So far I have focused on the case of no errors in the sample. Another case is when errors are found in the sample, but some errors are tolerated. Let's consider testing 40 instances of daily control and finding two errors in the sample (5% sample error rate). If a 5% error rate is tolerated, can I conclude the control operates effectively? How confident am I? It is mathematically more challenging and beyond the scope of this article to answer these questions. However, a similar trade-off between sample size and accuracy will hold. Higher samples will produce higher accuracy (confidence) and increasing the original sample size can provide the desired level of assurance.

In conclusion, non-statistical sampling should be used only to prove a control is not effective, by finding one or more errors and having tolerance for none. In all other cases, only statistical sampling leads to unbiased and quantifiable assurance about the effectiveness of controls or correctness of auditable matters.

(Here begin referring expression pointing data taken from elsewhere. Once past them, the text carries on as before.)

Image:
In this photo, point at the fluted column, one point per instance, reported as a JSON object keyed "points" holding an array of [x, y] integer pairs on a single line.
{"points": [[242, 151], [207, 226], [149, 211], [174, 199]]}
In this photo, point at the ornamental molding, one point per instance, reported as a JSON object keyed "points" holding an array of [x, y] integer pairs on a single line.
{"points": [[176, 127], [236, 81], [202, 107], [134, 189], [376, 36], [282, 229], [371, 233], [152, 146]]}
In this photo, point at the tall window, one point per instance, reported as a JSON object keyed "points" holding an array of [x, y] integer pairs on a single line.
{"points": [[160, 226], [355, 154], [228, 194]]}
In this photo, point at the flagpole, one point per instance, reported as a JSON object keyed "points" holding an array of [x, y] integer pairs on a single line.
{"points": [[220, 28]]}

The Non-Statistical Sampling Tables may provide a false sense of security. This is because conclusions derived from the sample sizes they prescribe may not be strong enough to meet the expectations for a reasonable assurance. The standard setters, particularly the IIA, should provide more guidance, tools and practical examples on the use of statistical sampling, significant limitations of non-statistical sampling and mandate standardised disclosures about the risk of using sampling.

***

Disclaimer

Views and opinions expressed in this article are solely my own and do not represent those of people, institutions, or organisations that I may or may not be associated with, in a professional or personal capacity.

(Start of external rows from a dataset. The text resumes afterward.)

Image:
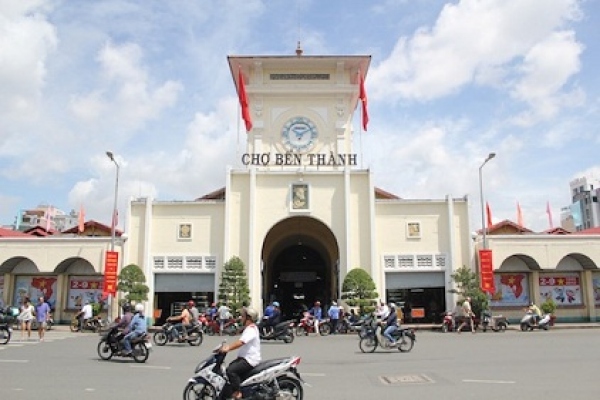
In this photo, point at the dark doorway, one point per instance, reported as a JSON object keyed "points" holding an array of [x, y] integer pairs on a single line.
{"points": [[298, 277]]}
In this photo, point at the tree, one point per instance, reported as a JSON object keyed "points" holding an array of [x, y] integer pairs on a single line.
{"points": [[467, 283], [359, 290], [132, 282], [233, 289]]}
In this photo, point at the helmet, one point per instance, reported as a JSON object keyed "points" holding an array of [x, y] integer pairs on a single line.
{"points": [[250, 313]]}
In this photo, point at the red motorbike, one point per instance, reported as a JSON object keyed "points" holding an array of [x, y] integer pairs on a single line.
{"points": [[307, 325]]}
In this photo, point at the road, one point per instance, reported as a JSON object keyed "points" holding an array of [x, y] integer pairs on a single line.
{"points": [[556, 364]]}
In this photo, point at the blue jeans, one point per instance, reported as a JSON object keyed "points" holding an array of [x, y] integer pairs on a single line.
{"points": [[388, 333], [127, 340]]}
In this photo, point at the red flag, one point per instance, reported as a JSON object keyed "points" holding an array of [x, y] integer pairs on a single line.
{"points": [[549, 212], [362, 95], [244, 101], [81, 219]]}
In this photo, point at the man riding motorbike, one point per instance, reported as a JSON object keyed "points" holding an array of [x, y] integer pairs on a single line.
{"points": [[391, 324]]}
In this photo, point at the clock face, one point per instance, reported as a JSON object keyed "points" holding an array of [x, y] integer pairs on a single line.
{"points": [[299, 134]]}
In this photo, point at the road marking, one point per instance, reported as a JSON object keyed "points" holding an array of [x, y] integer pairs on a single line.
{"points": [[149, 366], [486, 381]]}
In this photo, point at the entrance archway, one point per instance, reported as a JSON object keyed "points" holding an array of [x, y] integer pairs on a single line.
{"points": [[300, 265]]}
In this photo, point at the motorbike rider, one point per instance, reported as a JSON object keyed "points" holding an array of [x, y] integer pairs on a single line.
{"points": [[536, 313], [391, 324], [182, 320], [137, 328], [317, 313], [85, 314], [248, 355]]}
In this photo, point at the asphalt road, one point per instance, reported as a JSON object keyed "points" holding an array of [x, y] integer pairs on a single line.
{"points": [[559, 364]]}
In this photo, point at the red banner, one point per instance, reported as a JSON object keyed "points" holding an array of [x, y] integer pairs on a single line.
{"points": [[111, 266], [487, 271]]}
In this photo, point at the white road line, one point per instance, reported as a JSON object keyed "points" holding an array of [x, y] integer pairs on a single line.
{"points": [[486, 381], [149, 366]]}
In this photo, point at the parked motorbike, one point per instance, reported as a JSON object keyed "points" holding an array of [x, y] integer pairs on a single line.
{"points": [[271, 379], [497, 323], [94, 324], [5, 333], [307, 325], [169, 334], [282, 331], [527, 322], [111, 345], [405, 340]]}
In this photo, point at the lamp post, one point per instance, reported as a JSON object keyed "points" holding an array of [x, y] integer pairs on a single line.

Appendix: The Urn Model (Hypergeometric Distribution)

This model computes the probability Pn of drawing only green beans on n consecutive draws from a bag with N beans of which eN are red. Beans are not replaced, i.e. every bean taken out of the bag is eaten. This simulates test of controls on a sample selected randomly. Every instance of the control in the sample can be evaluated by the tester as either "executed as designed" ("pass" or "green") or "not executed as designed" ("fail" or "red"). The model answers the question of what is the risk (likelihood) of missing the true failure rate e in the population of N control instances, given all sampled instances of the control were a "pass".

Where:

  • Nis the total number of beans in the bag;
  • e is the fraction of red beans (the number of red beans divided by N);
  • p1 is the probability of drawing a green bean on the first draw;
  • pn is the probability of drawing a green bean on draw number n given n-1 green beans were drawn in the previous n-1 draws; and
  • Pn is the probability of drawing only green beans in n consecutive draws

For a twelve-bean bag with three red beans and drawing three green beans as a result of three random draws (test of a monthly control operating over a period of 12 months using a random sample of three months and the true failure rate of 25%) the model yields:

Note, the model was developed by the author based on various YouTube tutorials on the Hypergeometric Distribution, Conditional Probability and the Urn Problem. MS Excel software was used for the computation of tables and figures presented in this article.

Reference

  1. Bethlehem, Jelke (2009), The Rise of Survey Sampling, Dalton Transactions 
  2. Australian Bureau of Statistics (ABS), www.abs.gov.au
  3. Prof William M.K. Trochim (2020), Research Methods Knowledge Base, https://conjointly.com/kb/
  4. Practice Advisory 2320-3: Audit Sampling, abolished in 2017, Institute of Internal Auditors
  5. Parkinson, Michael (2017), White Paper – Internal Audit Sampling, IIA Australia

What is the major difference between statistical and Nonstatistical sampling in substantive testing?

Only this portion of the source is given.